TODO: center the data around the mean with the scale() function and assign to the SNPs_scaled data frame.
SNPs_scaled <- scale(SNPs_cleaned)
TODO: run a pca analysis on the data that we scaled in the previous step with prcomp(). assign this value to a variable named ‘pca_scaled’.
pca_scaled <- prcomp(SNPs_scaled)
TODO: create a screeplot off the pca_scaled using screeplot().
TODO: UPDATE PLOT WITH TITLE
screeplot(pca_scaled,
ylab = "Relative importance",
main = "Scree plot for bird data")
TODO: by looking at the plot we can see that only PC1 is important for further use; this is because there is a large drop off from the value of PC1 to PC2. PC1 is the most important.
TODO: get the information on variation using summary(). store this in an object named ‘summary_out_scaled’
summary_out_scaled <- summary(pca_scaled)
PCA_variation <- function(pca_summary, PCs = 2){
var_explained <- pca_summary$importance[2,1:PCs]*100
var_explained <- round(var_explained,1)
return(var_explained)
}
var_out <- PCA_variation(summary_out_scaled,PCs = 10)
N_columns <- ncol(SNPs_scaled)
barplot(var_out,
main = "Percent variation Scree plot",
ylab = "Percent variation explained")
abline(h = 1/N_columns*100, col = 2, lwd = 2)
TODO: the red horizontal line in the scree plot is calculated as 100 / (the number of dimensions in the data). there are 50 SNPs so that is why the line is at 2, or 2%.
TODO: Makes a biplot() of the SNPs on the PCA data. this also creates a vector for each SNP (so 50 vectors).
biplot(pca_scaled)
TODO: This is a bad idea because it makes the data very hard to interpret because it is just a large red cluster. You can’t even see the original points.
TODO: Get the PCA scores using vegan::scores. store in an object named ‘pca_scores’.
pca_scores <- vegan::scores(pca_scaled)
TODO: this creates a vector named ‘pop_id’ that has a code for all of the samples. this helps to make analysis of data easier.
pop_id <- c("Nel","Nel","Nel","Nel","Nel","Nel","Nel","Nel",
"Nel", "Nel", "Nel", "Nel", "Nel", "Nel", "Nel", "Alt",
"Alt", "Alt", "Alt", "Alt", "Alt", "Alt", "Alt", "Alt",
"Alt", "Alt", "Alt", "Alt", "Alt", "Alt", "Sub", "Sub",
"Sub", "Sub", "Sub", "Sub", "Sub", "Sub", "Sub", "Sub",
"Sub", "Cau", "Cau", "Cau", "Cau", "Cau", "Cau", "Cau",
"Cau", "Cau", "Cau", "Cau", "Cau", "Div", "Div", "Div",
"Div", "Div", "Div", "Div", "Div", "Div", "Div", "Div",
"Div", "Div", "Div", "Div")
TODO: combine the scores into a data frame named ‘pca_scores2.’

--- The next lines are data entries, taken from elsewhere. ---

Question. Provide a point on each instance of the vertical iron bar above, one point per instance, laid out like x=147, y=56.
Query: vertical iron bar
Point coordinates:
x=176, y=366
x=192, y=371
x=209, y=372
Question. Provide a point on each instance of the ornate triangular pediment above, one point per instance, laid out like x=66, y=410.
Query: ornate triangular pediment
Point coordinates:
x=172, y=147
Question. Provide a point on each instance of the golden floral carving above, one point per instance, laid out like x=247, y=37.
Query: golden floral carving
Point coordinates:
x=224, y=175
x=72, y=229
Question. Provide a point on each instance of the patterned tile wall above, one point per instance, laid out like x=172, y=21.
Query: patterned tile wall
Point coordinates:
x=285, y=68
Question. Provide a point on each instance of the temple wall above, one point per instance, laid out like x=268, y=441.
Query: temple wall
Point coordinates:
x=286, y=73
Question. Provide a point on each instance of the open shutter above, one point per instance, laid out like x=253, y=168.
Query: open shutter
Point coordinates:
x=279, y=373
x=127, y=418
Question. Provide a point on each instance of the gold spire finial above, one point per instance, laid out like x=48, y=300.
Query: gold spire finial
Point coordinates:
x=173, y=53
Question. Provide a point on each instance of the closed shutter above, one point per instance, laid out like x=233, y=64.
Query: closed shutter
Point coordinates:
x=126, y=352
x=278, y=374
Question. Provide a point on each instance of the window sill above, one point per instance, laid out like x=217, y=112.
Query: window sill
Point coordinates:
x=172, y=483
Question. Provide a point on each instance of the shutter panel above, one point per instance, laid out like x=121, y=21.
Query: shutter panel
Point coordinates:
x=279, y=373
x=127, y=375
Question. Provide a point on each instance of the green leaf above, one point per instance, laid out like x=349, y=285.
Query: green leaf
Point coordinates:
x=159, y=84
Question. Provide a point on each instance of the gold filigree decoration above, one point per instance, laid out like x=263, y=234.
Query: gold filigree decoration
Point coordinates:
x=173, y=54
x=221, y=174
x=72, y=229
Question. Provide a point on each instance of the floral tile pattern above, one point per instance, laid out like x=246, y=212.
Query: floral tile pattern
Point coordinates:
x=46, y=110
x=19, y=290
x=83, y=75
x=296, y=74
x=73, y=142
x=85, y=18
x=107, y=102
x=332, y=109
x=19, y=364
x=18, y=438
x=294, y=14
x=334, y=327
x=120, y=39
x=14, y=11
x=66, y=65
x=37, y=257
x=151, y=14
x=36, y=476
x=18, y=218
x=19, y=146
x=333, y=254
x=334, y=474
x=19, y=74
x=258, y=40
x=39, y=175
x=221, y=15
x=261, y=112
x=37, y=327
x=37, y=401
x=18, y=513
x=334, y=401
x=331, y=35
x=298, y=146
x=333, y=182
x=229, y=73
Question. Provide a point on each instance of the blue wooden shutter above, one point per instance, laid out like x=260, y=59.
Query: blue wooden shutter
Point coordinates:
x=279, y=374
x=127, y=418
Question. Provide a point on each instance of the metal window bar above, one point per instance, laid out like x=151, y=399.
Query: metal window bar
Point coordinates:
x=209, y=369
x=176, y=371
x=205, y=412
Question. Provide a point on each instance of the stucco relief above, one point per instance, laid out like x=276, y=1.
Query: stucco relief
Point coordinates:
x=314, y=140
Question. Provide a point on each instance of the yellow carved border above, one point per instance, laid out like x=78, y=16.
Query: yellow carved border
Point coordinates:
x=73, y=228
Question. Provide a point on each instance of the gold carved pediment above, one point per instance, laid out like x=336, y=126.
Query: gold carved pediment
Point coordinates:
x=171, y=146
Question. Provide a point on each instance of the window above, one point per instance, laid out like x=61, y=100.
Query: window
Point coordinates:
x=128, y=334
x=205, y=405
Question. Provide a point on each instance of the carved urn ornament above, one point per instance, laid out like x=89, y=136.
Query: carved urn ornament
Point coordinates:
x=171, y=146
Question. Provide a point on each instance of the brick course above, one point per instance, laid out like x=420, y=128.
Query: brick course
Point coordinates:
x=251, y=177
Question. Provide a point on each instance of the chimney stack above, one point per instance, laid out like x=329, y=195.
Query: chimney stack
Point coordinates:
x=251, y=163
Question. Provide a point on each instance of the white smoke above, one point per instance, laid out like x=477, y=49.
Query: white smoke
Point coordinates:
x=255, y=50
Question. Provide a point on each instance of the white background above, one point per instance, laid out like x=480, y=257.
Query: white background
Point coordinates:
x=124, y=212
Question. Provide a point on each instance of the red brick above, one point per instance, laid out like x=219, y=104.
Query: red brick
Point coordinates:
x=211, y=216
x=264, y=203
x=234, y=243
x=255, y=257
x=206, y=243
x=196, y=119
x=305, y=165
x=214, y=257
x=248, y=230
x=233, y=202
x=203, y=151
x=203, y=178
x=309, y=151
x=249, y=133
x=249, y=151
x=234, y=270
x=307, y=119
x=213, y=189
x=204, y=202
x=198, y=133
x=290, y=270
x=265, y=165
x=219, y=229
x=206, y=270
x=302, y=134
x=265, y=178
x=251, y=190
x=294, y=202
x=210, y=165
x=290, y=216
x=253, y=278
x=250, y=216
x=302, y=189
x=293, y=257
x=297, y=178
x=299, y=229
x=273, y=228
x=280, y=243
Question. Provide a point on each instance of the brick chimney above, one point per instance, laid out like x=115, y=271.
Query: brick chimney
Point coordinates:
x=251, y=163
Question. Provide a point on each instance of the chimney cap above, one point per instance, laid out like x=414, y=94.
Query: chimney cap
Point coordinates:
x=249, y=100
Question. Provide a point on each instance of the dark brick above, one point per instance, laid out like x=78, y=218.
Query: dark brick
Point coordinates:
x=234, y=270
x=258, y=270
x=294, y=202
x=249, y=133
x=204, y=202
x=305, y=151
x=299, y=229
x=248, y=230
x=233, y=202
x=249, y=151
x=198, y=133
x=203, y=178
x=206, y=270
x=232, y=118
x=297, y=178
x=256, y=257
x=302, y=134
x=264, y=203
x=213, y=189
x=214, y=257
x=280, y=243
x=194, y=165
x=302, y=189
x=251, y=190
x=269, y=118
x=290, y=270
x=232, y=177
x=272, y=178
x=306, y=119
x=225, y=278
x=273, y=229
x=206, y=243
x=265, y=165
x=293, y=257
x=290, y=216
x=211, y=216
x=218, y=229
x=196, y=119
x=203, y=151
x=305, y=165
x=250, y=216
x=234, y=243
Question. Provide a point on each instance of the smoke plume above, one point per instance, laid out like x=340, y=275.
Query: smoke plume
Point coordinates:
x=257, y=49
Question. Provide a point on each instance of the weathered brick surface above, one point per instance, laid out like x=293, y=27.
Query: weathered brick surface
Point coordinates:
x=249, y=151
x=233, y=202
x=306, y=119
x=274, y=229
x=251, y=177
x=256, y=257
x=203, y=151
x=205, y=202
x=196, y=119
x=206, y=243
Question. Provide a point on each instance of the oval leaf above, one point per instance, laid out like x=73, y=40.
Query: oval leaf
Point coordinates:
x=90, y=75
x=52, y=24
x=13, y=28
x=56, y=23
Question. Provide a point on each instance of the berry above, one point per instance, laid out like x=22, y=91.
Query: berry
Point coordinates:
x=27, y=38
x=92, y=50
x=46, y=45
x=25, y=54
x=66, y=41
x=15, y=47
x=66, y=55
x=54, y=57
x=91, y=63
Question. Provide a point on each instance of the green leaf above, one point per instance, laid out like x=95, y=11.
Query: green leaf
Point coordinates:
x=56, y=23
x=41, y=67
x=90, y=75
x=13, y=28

pca_scores2 <- data.frame(pop_id,
pca_scores)
TODO: the scores are color coded by pop id. the amount of variation (of PCs) is displayed in the axis label.

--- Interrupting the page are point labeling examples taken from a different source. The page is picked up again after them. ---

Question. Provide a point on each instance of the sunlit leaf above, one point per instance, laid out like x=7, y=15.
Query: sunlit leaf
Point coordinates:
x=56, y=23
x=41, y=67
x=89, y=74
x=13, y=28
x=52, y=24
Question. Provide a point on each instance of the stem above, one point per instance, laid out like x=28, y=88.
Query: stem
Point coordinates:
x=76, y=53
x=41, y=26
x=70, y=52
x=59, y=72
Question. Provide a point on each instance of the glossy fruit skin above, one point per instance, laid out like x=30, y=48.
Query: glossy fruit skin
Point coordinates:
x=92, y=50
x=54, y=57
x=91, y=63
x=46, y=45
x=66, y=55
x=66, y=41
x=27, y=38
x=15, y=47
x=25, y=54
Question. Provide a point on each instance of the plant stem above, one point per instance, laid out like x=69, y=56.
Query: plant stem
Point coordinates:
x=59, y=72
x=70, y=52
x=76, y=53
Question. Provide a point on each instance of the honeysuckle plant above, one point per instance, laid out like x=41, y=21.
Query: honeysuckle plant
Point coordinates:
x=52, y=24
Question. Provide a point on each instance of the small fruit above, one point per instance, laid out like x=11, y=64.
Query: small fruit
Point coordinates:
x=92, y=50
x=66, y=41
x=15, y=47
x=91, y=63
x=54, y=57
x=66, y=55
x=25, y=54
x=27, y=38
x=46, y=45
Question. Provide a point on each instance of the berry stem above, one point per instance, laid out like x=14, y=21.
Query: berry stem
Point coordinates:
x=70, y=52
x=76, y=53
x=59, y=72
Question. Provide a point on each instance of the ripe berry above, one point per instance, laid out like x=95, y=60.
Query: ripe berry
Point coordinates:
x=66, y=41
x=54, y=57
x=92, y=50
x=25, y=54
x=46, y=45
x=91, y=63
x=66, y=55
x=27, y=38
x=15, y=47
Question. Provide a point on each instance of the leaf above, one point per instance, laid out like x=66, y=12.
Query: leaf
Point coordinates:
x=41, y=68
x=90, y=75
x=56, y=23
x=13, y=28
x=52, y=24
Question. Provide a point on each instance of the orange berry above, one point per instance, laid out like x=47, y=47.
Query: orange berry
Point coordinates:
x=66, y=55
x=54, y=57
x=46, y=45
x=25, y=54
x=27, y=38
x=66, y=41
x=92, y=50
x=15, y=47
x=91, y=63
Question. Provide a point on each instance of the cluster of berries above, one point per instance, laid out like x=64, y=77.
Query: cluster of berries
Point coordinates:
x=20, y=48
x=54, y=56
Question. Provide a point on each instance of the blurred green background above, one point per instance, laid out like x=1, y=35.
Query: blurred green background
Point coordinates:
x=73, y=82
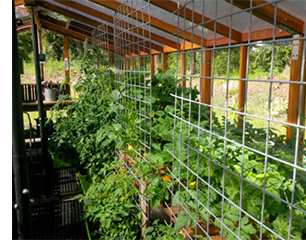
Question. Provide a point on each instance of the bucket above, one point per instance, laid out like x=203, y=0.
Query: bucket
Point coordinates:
x=50, y=94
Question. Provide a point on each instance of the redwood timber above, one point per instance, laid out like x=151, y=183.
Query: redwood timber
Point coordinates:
x=104, y=17
x=157, y=23
x=242, y=84
x=153, y=64
x=294, y=90
x=183, y=68
x=19, y=158
x=41, y=52
x=164, y=61
x=197, y=18
x=66, y=56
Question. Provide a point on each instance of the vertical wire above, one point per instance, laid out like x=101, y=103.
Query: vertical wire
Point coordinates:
x=244, y=119
x=189, y=117
x=150, y=45
x=182, y=114
x=211, y=113
x=297, y=135
x=226, y=117
x=268, y=125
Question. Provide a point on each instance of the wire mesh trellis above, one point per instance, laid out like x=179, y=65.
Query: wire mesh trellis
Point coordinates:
x=246, y=181
x=132, y=74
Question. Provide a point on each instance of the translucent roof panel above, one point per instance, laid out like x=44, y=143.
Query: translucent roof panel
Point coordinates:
x=298, y=11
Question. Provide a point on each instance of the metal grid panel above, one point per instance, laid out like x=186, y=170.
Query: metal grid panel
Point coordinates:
x=133, y=76
x=235, y=193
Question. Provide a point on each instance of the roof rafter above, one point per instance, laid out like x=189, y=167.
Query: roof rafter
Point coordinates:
x=197, y=18
x=62, y=25
x=284, y=20
x=104, y=17
x=72, y=34
x=156, y=23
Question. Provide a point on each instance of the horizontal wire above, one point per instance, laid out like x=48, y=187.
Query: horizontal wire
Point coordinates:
x=237, y=112
x=230, y=171
x=241, y=79
x=246, y=213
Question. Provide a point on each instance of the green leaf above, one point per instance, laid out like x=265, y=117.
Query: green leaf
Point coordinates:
x=148, y=230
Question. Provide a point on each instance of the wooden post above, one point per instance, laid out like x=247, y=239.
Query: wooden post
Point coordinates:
x=141, y=61
x=294, y=89
x=152, y=59
x=133, y=63
x=164, y=62
x=206, y=83
x=66, y=59
x=40, y=52
x=242, y=74
x=111, y=59
x=183, y=68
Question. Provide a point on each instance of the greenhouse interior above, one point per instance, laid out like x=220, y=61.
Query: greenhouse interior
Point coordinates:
x=182, y=119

TODO: UPDATE PLOT WITH TITLE TODO: UPDATE X and Y AXES WITH AMOUNT OF VARIATION EXPLAINED
ggpubr::ggscatter(data = pca_scores2,
y = "PC2",
x = "PC1",
color = "pop_id",
shape = "pop_id",
xlab = "PC1 (19.9% variation)",
ylab = "PC2 (2.3% variation)",
main = "PCA scatterplot of birds")
TODO: the birds with ‘sub’ are the most isolated specices/ in its own seperate cluster. Alt and NeI are related. Cau and Div are related. this is across both PC1 AND PC2. Cau and Dive are also further isolated (amongst them selves) compared to the other 3 pops.